Memelukku erat sekali acuk tak acuh dengan petugas Polisi Singapura sedang
serius merapikan semua barang temuannya di TKP.
“Mas tetep bangun
Paud dan TK juga sanggar senil lukis ya.“
“Ya ya.“
“Bangunnya di samping
kamarku.“
“Iya.“
“Itu loo sebelah kanan
kamarku.“
“Oo sebelah pohon blimbing
wulung itu.“
“Iya ya Mas, uangnya cukup
ya Mas.“
“Lebih dari cukup.“
“Deket sini Mas, dingin ya?”
“Iya ya,“ jawabku mendekat
rapat samping tubuh Supraptiwi.
“Mas?“
“Apa?“
“Boleh tiduran di pangkuanmu?“
“Boleh, sini.“
“Oke, makasih ya Mas.“
“Masama.“
“Ini istananya juragan
perhiasan emas. Sebelum covid 19 menyerang setiap hari aku masak nasi lima
kilo. Menyiapkan minuman teh manis setiap pagi tujuh puluh gelas bersama
sneknya.
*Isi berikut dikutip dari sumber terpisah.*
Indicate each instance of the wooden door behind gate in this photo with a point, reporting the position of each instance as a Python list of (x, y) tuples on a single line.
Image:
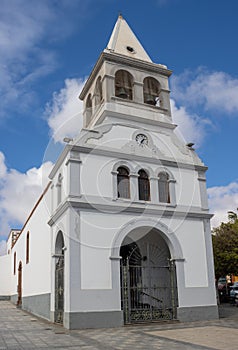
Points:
[(148, 287)]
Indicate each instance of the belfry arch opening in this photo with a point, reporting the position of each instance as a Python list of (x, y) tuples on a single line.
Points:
[(59, 278), (148, 277)]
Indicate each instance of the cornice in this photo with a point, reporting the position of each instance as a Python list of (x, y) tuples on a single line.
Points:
[(124, 60), (95, 204), (121, 155)]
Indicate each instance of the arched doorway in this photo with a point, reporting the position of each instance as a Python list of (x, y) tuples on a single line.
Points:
[(148, 278), (19, 285), (59, 278)]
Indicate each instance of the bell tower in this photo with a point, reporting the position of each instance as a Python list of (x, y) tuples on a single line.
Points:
[(125, 82)]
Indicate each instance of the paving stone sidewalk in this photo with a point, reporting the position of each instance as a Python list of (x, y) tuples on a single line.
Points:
[(20, 330)]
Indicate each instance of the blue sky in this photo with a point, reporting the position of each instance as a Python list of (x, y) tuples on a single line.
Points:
[(48, 48)]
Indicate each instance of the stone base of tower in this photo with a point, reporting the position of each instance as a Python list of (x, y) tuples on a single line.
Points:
[(97, 319), (197, 313)]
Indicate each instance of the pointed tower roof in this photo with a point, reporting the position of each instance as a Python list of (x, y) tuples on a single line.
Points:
[(123, 41)]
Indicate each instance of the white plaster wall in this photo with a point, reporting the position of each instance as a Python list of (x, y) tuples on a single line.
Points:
[(5, 273), (190, 234), (64, 186), (36, 273)]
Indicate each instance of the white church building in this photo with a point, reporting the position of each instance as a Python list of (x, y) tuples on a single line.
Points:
[(121, 233)]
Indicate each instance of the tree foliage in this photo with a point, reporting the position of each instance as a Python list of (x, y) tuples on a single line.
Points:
[(225, 247)]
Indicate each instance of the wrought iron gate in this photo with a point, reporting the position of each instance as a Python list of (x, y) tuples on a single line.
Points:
[(59, 290), (148, 286)]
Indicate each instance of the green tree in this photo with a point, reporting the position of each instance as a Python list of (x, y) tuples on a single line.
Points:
[(225, 247)]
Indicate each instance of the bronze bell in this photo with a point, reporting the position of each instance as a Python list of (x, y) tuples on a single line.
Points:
[(122, 93), (150, 100)]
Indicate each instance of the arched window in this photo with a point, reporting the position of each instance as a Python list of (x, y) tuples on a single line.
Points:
[(123, 183), (151, 91), (98, 92), (14, 263), (59, 189), (89, 110), (59, 244), (143, 185), (27, 247), (123, 84), (164, 195)]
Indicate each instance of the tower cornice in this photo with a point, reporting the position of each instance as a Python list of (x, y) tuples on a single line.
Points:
[(126, 61)]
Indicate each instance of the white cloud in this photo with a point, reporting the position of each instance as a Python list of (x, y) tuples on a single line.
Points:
[(18, 193), (23, 25), (64, 112), (191, 127), (210, 90), (29, 30), (221, 200)]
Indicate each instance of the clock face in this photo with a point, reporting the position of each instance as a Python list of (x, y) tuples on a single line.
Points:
[(142, 139)]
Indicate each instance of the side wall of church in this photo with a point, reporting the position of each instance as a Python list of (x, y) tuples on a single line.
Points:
[(5, 273)]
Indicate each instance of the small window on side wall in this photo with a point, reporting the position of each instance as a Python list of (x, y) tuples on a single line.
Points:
[(123, 183), (143, 185), (27, 247), (164, 195), (123, 84), (89, 109), (14, 263)]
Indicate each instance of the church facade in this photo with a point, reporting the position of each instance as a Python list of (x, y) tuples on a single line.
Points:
[(122, 232)]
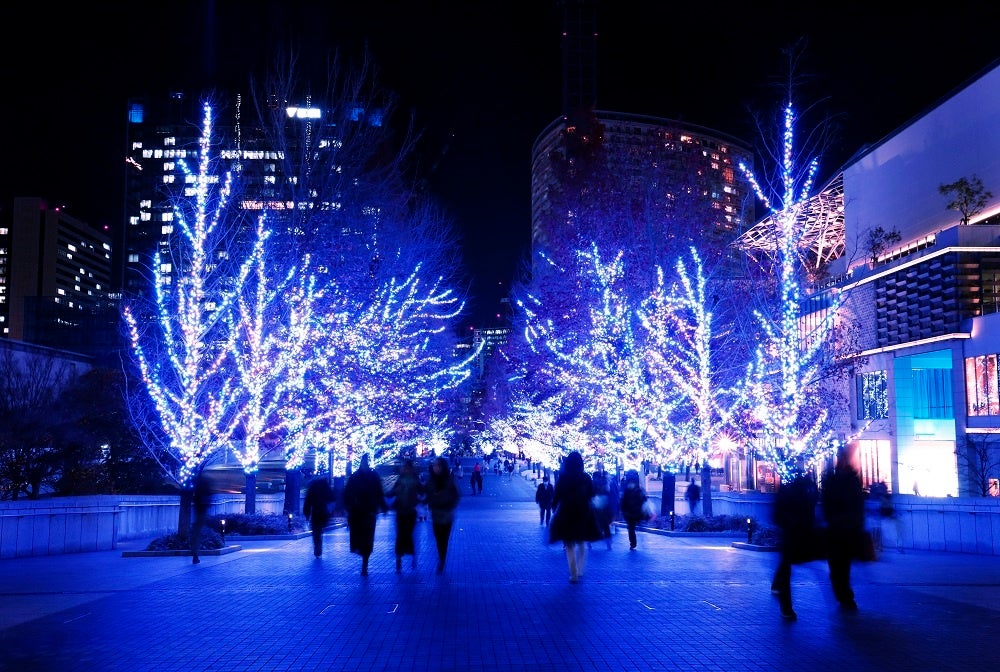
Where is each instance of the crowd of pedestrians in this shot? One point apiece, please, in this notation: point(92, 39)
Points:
point(823, 521)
Semua karyawan disini hanya mendapatkan makan siang sebab jam tiga
sudah pulang. Ketika semua karyawan pulang aku harus membersihkan piring gelas
sejumlah seratus empat puluh Mas. Di sana itu sebelah gudang. Hampir tujuh
tahun hidup disini. Suka dan duka.“
“Okhh gitu ya?”
“Iya ya, bahkan
aku pernah mendapatkan kepercayaan bos besar Kim Sam. Bolak balik singapura
Bali. Kota-kota besar di jawa sampai
Jakarta.“
“Pesiar dengan
bos besar ya.“
“Gakk boro-boro
plesiran di suruh bos, nyetok perhiasan emas terbaru.“
“Sendiri.“
“Iya sendiri,
sampai Bali deket dengan galeri lukisannya Mas.“
“Khemm oo jadi
kamu yang naruh parfum dalam lukisanku.“
“Bukan aku.“
“Gadis kecil dengan pita jingga, ya.”
“Ya.“
“Kenapa harus nyuruh gadis
kecil.“
“Takut ketahunan Mas.“
“Kenapa takut?”
“Masih marah denganku.“
“Ya iyalah gara-gara mau
nikah dengan dengan saudaranya babah Shiong juragan cengkeh.“
“Bukan nikah tapi ikut
kerja saudaranya Babah Shiong di Singapura.“
“Kenapa gak pamitan
denganku.“
“Waktunya tidak ada, Mas “
“Tingal niatnya aja
dik-dik, kenapa lukisanku di semprot parfummu.“
“Aku cinta sama Mas.“
“Bener.“
“Bener-lah buat apa bohong.“
“Syukurlah.“
“Peluk aku Mas dingin
sekali.“
“Ya,“ jawabku singkat.
“Mas.”
“Apa?”
“Kenapa kau lukis kedua
bola mataku.“
“Pingin aja.“
“Kenapa?”
“Ya pingin aja.“
“Jawab yang jujur lah Mas.“
“Ingin bercinta dengan
kedua bola matamu.“
“Emangnya bisa?“
“Bisa lah.“
“Caranya?“
“Aku pandang kedua bola
mata itu.“
“Emangnya ada apa dengan
kedua bola mataku Mas.“
“Tajang setajam silet”
“Oo gitu to Mas.“
“Ya”
“He hee itu namanya cinta
Mas.“
“Lukisannya itu sekarang
di mana?“
“Aku simpan.“
“Di mana?“
“Rhs lah, aku suka lukisan
itu Mas.“
“Bener.“
“Itu tanda luapan emosi
cintanya Mas.“
“Kok tahu “
“Ya tahulah, peluk aku Mas.“
“Ya.”
“Yang rapat biar hangat.“
“Ya ya.“
“Jangan iya ya tok.“
“Ayooo dingin banget ni
Mas?“
Aku memeluk erat tubuh Supraptiwi. Udara malam
di rumahnya Kim Sam semakin malam semakin dingin. Aku tetap memeluk rapat tubuh
Supraptiwi biar terasa hangat. Aku tetap menjaga semua organ tubuhnya
Supraptiwi. Sempurna. Tanpa harus bergerilya tanganku ke bagian sekitar dada.
Supraptiwi tertidur pulas di pangkuanku terasa aman nyaman bombong semringgah.
Tidak terasa terdengar suara dengkuran napas Supraptiwi.
“Ngurr nguurrrr shett
ngurrr shett ngurrr,“ suara dengkuran napas Supraptiwi.